Crédito: Brett Jordan, Unsplash

Histórias de vida trazem não só informações individuais, mas também elementos sociais, culturais, além da contextualização do tempo histórico e econômico. Desde a formação do núcleo HFACTORS, o método que utiliza narrativas biográficas tem sido usado para entender fenômenos do trabalho a partir dos próprios trabalhadores. Os pesquisadores do grupo de Sociologia entrevistam pessoas inseridas no ambiente estudado e perguntam sobre suas trajetórias desde a infância, passando pela escolha profissional, inserção no mercado e construção de carreira.

Essa abordagem, segundo o coordenador da equipe de Sociologia, Hermílio Santos, auxilia no diagnóstico de campo, porque, quando um colaborador ingressa em uma organização, carrega com ele interpretações passadas e visões de mundo, que ajudam a informar a maneira como agirá. “A análise transborda o ambiente concreto, porque as vivências não se encerram em si. Elas têm um histórico”, explica. 

Na prática, a entrevista começa com uma pergunta aberta solicitando que a pessoa conte sobre sua biografia. Esse primeiro relato é feito de forma livre sem interrupções. Após o entrevistado sinalizar que finalizou, o entrevistador retoma cada um dos temas abordados, procurando obter narrativas de experiências vividas. “Narrativa é um tipo de texto que tem um percurso cronológico”, explica a historiadora e pesquisadora do núcleo Naida Menezes. É como se fosse uma cena de filme em que o ouvinte consegue imaginar o ambiente e o que aconteceu. Esse texto difere da avaliação e da argumentação. “O que queremos nessa forma de pesquisa são vivências concretas, não a opinião ou o julgamento dos entrevistados”, complementa Menezes, que é pós-doutoranda em Sociologia. 

Na fase de análise, os pesquisadores procuram diferenciar as informações sobre as vivências e as que são passadas como interesse de apresentação, muitas vezes influenciado pelo contexto da entrevista. “No ambiente de trabalho, é comum que o entrevistado procure atender às expectativas do empregador e direcione sua fala para a conformidade às regras da empresa”, destaca a jornalista e pesquisadora Karina Reif.

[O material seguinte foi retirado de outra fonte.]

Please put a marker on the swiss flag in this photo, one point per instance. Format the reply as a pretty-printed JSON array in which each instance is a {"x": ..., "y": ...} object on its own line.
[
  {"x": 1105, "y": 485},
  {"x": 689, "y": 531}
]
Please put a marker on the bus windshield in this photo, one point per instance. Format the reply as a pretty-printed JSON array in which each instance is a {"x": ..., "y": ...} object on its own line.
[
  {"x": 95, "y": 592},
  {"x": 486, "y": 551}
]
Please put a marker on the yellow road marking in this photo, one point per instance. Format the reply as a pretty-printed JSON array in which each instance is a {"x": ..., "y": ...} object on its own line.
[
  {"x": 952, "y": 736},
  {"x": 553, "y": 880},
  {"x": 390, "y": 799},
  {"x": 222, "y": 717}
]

Apesar ser difícil de evitar que isso aconteça, é possível minimizar fazendo entrevistas com sigilo e formulando questões que não orientem o discurso. “As perguntas muito fechadas ou aquelas em que o entrevistado só pode responder sim ou não restringem o que pode ser obtido no momento da entrevista.”

Fatores Humanos 

Esse método é um dos utilizados pelo grupo de Sociologia, combinado com a etnografia por meio da observação participante. Dentro do núcleo HFACTORS, outras ferramentas também auxiliam na compreensão dos temas investigados, como questionários, storytelling, grupos focais, entre outros. Todas essas técnicas têm vínculo com a abordagem de Fatores Humanos

“A área de Fatores Humanos tenta entender as diferentes práticas que fazem uma organização existir, que a constroem e que a colocam para frente”, declara a psicóloga e pós-doutoranda de Sociologia Priscila Susin.

É uma abordagem descritiva, segundo ela, que tenta olhar e dizer como um sistema é composto de diversas partes em interação. “Tenta mostrar como as diferentes partes desse sistema funcionam, mas mais do que isso, tenta entender como essas partes se comunicam, como elas coexistem e constroem juntas.” 

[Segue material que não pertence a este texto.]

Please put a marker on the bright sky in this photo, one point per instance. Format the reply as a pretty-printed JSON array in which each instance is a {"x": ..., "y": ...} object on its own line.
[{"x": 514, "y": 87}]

Dessa maneira, as narrativas ajudam a visualizar como as práticas dos indivíduos ocorrem no cotidiano e como eles interagem com outros indivíduos, com o trabalho e com a organização, além de outros aspectos. Isso tudo do ponto de vista dos próprios entrevistados. 

Efeito terapêutico

Como os trabalhadores são ouvidos de uma maneira mais livre e aberta, os pesquisadores observam um efeito para além da pesquisa. “Os trabalhadores sentem que estão sendo considerados e respeitados como participantes e como criadores”, salienta Menezes. 

Esse “efeito terapêutico” já foi explicitado em outros estudos e continua sendo verificado nos trabalhos realizados pelo HFACTORS. “Muitas vezes, as pessoas não têm um espaço para falar de algumas questões e se abrir. Com esse método, a gente está falando: ‘é tudo sobre você, não vamos julgar, não vamos interromper, nem impor o que é certo ou errado’”, explica Susin. 

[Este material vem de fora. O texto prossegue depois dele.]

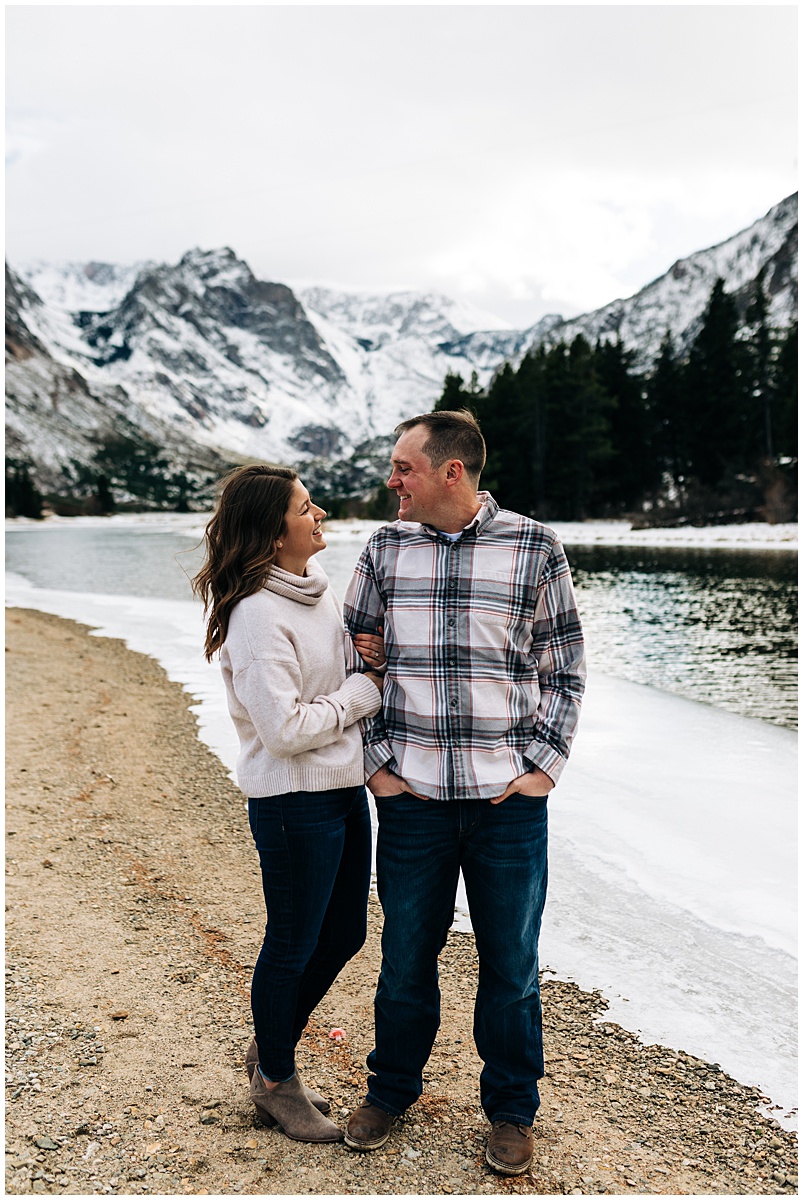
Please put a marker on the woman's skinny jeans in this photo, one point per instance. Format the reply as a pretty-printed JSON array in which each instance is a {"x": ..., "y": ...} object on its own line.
[{"x": 315, "y": 853}]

Divulgação dos resultados 

A maneira de transmitir os resultados desse tipo de pesquisa pode ser por relatórios e apresentações, por exemplo. Contudo, o HFACTORS têm complementado esses formatos mais tradicionais com materiais audiovisuais. Segundo a jornalista e pós-doutoranda em Ciências Sociais Kamila Almeida, esse recurso possibilita que as temáticas sejam explicitadas de forma atrativa e educativa. Os vídeos são usados na fase de intervenção das pesquisas junto aos trabalhadores. 

Almeida e Santos também estão trabalhando em um documentário que funcionará como um retrato concreto de alguns aspectos do ambiente laboral do setor de óleo e gás, que é foco de uma das pesquisas desenvolvidas pelo núcleo.